Yang is one of my favorite writers working in comics today, and his work is always entertaining and thought-provoking. Shadow Hero is a modern version of the superhero, the Green Turtle–a golden-age character created by Chu F. Hing. The intention, apparently, was that the Green Turtle was supposed to be an overtly Chinese character, but the publishers apparently didn’t want this, so his backstory was never revealed and was always drawn in all of his original appearances with his mask on and often with his face obscured.
Shadow Hero takes all that potential backstory and makes it explicit, crafting an exciting tale along the way. Hank Chu is a Chinese-American youth in the late 1930’s, with an interesting power set (he’s a trained fighter and cannot be hit by bullets, but can be killed by other means) who is accompanied by a shadowy Chinese spirit-avatar that only he can see, dealing with both a prejudiced society and legitimate villains. It’s a really fun adventure that has got something interesting to say, but is also totally readable as a straight superhero story. I’d happily read more if there was more available…
…which I just found out there was! Apparently, in 2017, Yang and Liew produced a one-issue follow-up as part of Asian Pacific American Heritage month! It’s short, only 15 pages of story, but hey it’s free and I didn’t know it existed until a minute ago. You can read about it here and follow the links to the book itself.
Speaking of Chinese culture, I also read this week Yun: The Illustrated Story of the Heavenly Man, an adaptation of The Heavenly Man, about and by Brother Yun, which is an amazing story about a Christian in China who suffered intense persecution, was incarcerated, and eventually forced to leave the country.
I’ve never read the actual book, but it’s a pretty gripping account of the man’s story, and it’s well-illustrated. It has a sort of “run-on sentence” feel and could have benefited from being divided into chapters of some sort, but still it’s quite an inspiring look at a man’s faith in Christ and his willingness to suffer for the same. The book is co-written by Paul Hattaway, and the adaptation is by Rico Rival, Nate Butler, Ed Morris and others.
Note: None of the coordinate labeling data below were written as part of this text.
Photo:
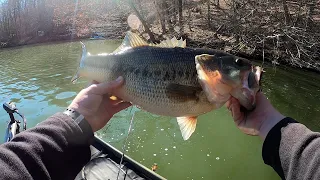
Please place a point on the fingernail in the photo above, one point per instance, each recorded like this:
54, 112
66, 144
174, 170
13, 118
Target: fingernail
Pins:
119, 79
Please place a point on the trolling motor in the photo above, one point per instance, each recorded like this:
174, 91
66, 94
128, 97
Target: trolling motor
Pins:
13, 127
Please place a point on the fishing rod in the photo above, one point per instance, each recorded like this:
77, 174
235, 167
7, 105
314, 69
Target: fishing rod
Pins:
13, 127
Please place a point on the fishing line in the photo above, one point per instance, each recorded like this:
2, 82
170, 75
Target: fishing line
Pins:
124, 144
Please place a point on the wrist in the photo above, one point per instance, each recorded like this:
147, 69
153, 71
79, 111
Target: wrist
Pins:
77, 117
269, 122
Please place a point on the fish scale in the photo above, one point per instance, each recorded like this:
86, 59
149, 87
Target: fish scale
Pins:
167, 80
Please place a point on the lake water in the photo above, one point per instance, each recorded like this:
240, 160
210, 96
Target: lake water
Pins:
38, 78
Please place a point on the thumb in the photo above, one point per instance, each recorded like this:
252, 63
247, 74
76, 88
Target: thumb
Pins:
107, 87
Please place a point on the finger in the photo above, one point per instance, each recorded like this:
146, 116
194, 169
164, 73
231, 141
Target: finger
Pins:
121, 106
94, 82
236, 113
106, 87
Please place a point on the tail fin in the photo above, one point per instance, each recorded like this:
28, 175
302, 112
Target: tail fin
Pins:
83, 56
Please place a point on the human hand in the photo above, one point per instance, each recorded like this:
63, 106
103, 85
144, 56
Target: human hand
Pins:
257, 122
95, 105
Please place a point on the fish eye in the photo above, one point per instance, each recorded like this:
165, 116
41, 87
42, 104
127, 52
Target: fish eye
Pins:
251, 80
239, 62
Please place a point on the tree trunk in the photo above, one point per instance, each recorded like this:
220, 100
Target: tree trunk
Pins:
209, 11
180, 16
286, 12
144, 23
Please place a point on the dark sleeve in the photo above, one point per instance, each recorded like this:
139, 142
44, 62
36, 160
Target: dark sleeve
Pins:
293, 150
57, 148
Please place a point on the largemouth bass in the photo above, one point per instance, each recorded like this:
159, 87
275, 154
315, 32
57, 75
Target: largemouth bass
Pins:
171, 79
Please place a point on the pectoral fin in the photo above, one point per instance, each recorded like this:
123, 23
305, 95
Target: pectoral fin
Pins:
187, 126
210, 80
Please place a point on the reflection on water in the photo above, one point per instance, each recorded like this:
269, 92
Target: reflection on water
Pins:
38, 78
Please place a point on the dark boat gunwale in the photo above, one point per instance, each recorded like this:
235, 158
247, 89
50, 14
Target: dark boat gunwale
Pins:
116, 155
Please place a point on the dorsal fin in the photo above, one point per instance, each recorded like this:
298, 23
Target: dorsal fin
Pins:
131, 40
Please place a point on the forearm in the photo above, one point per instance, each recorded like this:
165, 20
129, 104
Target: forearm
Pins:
293, 150
55, 149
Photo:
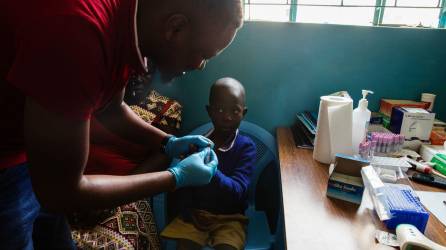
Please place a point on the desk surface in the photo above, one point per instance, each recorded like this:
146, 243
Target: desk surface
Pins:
312, 219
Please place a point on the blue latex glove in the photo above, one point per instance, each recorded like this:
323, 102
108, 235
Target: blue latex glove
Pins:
180, 147
196, 169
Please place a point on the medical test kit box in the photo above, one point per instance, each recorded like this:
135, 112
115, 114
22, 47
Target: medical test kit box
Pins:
412, 122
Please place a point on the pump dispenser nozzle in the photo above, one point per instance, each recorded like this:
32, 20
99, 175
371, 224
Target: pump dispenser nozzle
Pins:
363, 103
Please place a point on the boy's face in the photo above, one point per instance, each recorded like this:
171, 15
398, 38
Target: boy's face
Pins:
226, 111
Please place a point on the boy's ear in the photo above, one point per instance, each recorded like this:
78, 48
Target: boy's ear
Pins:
245, 110
208, 109
174, 25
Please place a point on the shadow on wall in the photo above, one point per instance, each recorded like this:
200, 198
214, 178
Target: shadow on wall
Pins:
286, 67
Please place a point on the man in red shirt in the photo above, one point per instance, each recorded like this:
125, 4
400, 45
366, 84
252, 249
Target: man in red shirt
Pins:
65, 61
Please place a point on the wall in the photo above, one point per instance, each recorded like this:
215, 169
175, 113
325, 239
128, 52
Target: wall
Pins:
286, 67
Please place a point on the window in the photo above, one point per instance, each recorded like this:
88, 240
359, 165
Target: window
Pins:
420, 13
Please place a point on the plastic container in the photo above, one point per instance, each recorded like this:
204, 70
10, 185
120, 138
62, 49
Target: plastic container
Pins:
404, 207
438, 137
361, 119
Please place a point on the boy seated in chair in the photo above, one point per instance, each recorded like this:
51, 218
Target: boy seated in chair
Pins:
213, 215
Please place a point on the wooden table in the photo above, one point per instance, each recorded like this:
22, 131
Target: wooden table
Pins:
313, 221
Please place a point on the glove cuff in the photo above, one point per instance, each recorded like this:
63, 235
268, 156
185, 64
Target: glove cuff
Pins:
177, 177
165, 144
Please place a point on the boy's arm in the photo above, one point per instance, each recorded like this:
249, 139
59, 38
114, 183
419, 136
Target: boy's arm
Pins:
236, 184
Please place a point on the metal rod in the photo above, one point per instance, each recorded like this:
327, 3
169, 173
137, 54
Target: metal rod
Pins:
348, 6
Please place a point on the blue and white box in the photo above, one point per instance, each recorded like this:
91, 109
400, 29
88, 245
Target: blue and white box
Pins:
412, 122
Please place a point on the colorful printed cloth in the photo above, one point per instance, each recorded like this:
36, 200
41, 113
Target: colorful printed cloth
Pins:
129, 226
159, 110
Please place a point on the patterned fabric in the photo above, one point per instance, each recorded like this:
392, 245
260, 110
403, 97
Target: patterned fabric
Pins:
160, 111
129, 226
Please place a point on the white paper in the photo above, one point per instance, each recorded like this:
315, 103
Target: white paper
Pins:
434, 202
334, 128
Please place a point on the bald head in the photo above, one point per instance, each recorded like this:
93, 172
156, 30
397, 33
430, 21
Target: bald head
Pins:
227, 87
228, 12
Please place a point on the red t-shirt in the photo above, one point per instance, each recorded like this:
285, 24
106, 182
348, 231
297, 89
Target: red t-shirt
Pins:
70, 56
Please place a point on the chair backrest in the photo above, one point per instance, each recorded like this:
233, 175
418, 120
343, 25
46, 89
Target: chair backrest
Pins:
265, 145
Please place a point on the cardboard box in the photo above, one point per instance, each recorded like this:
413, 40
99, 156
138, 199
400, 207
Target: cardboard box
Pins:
412, 122
345, 181
387, 105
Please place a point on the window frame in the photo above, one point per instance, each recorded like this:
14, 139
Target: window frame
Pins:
380, 7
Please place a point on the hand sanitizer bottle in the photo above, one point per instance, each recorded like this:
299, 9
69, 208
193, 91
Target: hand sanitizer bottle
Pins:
361, 119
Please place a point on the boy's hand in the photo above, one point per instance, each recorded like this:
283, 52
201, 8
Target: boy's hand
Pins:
178, 147
193, 170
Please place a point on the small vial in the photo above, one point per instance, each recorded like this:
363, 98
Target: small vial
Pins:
402, 139
372, 149
380, 144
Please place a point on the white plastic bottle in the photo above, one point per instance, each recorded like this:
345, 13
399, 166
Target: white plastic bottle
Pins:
361, 119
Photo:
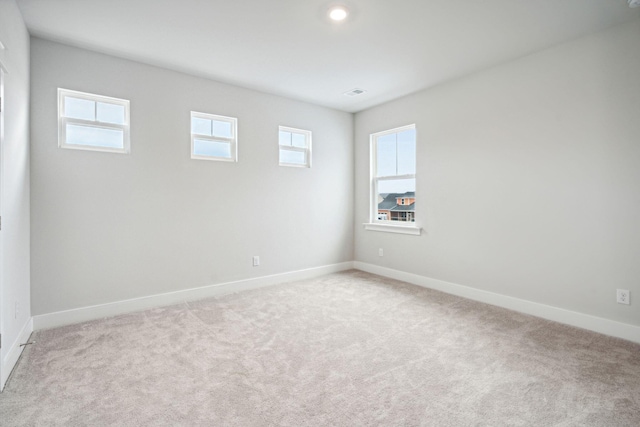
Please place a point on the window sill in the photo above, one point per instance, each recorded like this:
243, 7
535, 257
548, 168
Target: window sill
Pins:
392, 228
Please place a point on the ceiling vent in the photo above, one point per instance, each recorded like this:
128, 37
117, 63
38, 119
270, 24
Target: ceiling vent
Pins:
356, 91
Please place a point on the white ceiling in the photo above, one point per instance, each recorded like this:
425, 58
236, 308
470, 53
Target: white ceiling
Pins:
288, 47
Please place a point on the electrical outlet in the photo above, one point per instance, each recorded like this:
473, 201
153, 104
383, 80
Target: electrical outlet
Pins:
623, 296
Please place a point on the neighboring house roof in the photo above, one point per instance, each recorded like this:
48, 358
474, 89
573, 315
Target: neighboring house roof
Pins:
389, 203
404, 208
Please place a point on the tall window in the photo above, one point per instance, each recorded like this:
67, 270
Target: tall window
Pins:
393, 176
92, 122
214, 137
295, 147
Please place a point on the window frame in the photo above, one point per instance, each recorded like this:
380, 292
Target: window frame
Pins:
375, 224
63, 121
307, 150
233, 140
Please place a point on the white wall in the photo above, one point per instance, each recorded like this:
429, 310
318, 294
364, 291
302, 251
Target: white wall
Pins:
528, 178
15, 186
108, 227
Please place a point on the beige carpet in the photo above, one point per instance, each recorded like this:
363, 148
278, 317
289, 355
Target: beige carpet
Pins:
348, 349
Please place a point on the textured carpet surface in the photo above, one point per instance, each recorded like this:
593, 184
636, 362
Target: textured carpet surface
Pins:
347, 349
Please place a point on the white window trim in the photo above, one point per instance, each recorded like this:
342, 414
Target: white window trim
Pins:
63, 121
233, 140
307, 150
374, 223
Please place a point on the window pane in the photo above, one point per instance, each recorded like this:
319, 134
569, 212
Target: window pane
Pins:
211, 148
386, 155
79, 108
200, 126
407, 152
299, 140
293, 157
94, 136
396, 200
111, 113
284, 138
222, 129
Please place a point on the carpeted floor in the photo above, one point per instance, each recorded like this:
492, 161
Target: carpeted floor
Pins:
348, 349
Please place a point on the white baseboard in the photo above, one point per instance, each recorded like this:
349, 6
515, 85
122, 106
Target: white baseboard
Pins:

Oh yeah, I also finished reading to my children, The Well of Lost Plots, which is the third Thursday Next story by Jaspar Fforde. They are loving it. It may not be long before we move on to the next installment, Something Rotten. Or alternatively, we could go to The Big Over Easy, which is a spin-off book which is set-up in The Well of Lost Plots, though it was actually written first (but not published until later). If you are into clever, intellectual wit with a literary bent, then these come highly recommended.
My Own Stuff
I have also been pushing forward on some of my own projects, including the final edit of Doug 2: Electric Bus Boogaloo, and the last episode of the audio drama The Hanna Jo Stories, which I recorded ages ago but am still trying to get finished.